Metaheuristic algorithms operate according to user customization through parameters. They significantly affect the performance of the algorithms. For example, one can bulk order search agents to increase the likelihood of finding a better-quality solution. However, this increases the execution time. We calibrated the parameter values (Table 5) used in this experiment by re-executing the algorithm several times.

Results

The results are described in three subsections. The first section compares the designed algorithm with the designed GA by Ngo et al. (2020) for a single team selection problem. The second subsection shows the results of multiple team selection. To assess the performance of the compared algorithms, we considered the aspects of the quality of the optimal solutions, processing time, and how they dealt with different decision scenarios. The final subsection compares metaheuristics and the exact algorithm on randomly generated datasets.

(1) Single Team Selection

In Ngo et al. (2020), the author compared GA algorithms (called GA-1) and DCA, and their GA-1 showed superior results when selecting three members from the tested dataset. To evaluate the quality of the proposed algorithms, we compared our designs to GA-1 when solving the single team selection problem using the same objective function. The results in Table 6 show that CPLEX could not find a solution from 500 candidates on the tested machine due to an out-of-memory error. Even when the number of candidates was decreased to 300, the objective value obtained by CPLEX was insufficient. GA-1 was designed to solve the single team selection problem. Meanwhile, the proposed GA and ACO aim to find multiple-team selections, but they can find a quality solution as GA-1 for single team selection.

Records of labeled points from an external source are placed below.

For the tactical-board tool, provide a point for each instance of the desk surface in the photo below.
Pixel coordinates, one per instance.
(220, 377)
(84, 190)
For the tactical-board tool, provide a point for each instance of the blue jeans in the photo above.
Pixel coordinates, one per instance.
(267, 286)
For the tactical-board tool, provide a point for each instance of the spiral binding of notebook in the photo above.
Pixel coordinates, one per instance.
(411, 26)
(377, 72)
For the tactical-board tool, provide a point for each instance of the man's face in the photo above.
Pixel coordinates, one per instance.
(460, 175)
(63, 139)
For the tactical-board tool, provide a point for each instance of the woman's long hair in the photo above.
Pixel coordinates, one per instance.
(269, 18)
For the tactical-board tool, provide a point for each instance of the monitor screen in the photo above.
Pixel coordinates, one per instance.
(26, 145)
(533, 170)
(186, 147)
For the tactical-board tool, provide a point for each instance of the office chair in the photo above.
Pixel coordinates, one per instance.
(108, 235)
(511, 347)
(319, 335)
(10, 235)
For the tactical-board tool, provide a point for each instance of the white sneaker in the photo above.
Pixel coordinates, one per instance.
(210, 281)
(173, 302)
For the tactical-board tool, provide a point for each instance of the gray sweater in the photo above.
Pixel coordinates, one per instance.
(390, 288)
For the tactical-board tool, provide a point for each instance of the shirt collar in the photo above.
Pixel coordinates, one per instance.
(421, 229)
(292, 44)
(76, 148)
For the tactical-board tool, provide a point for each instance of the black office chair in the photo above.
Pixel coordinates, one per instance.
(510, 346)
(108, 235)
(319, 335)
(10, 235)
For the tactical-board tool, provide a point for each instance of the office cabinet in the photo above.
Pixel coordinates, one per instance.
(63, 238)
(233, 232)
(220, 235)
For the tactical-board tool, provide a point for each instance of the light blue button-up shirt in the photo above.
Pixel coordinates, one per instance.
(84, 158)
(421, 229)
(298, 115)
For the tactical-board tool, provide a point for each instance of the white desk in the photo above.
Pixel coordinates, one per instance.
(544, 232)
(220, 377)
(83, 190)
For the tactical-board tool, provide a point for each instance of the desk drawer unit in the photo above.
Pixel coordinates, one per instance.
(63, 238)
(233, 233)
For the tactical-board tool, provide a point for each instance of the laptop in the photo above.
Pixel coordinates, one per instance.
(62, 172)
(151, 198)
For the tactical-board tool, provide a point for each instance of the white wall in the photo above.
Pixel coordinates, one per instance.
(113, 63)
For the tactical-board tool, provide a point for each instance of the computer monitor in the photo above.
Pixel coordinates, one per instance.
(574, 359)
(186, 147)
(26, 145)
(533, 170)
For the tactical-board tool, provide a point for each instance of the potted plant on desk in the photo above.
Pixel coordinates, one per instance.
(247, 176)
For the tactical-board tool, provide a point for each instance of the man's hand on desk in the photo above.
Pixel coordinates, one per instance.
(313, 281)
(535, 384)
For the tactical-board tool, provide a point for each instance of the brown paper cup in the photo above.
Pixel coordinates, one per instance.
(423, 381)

(2) Multiple Team Selection

As mentioned in Section 2.2, the original objective functions were transformed into a distance function from the actual solution point to the ideal point. This requires the use of z and zworst. The values of their elements are shown in Table 7. These values were readily calculated based on the candidate achievement data. We pre-calculated them for different scales of top K candidates from the tested dataset. The pair values $i\in \left\{1,2\right\},\left\{3,4\right\}$ and $\left\{5,6\right\}$ of ${z}_{i}^{\ast }$ and ${z}_{i}^{\mathrm{worst}}$ represent the best and worst scores, respectively, of the groups 1st, 2nd, and 3rd.

In this experiment, we used the query shown in Fig. 8. There were three selected groups, along with the required skills required for each group. We used the indexes of skills in arrays instead of listing their names. This query was used in the next section. The heat map illustrates the minimum required scores that needed to be archived by the selected team’s skills. No required skills are displayed in white.

Figure 9 represents the results of 15 executions of each algorithm’s GA, ACO, old GA, and GA using the previous search operations (Ngo et al., 2020) to eliminate individuals that violated the constraint. GA consistently showed a better median and the best solution when compared to old GA and ACO. In terms of time execution, old GA and GA easily outperformed ACO, and, due to the mechanism of removing solutions that violated constraints, old GA ran slower than GA. This shows that this algorithm seems to reduce the diversity of the population, therefore reducing the chances and speed of acquiring good solutions. CPLEX’s fitness value and timely execution results were overwhelmed by the three algorithms above. Therefore, we concluded that our proposed scheme can adapt better than the design of Ngo et al. (2020) for multiple team selection situations and our designed algorithms are superior to CPLEX based on these statistical results.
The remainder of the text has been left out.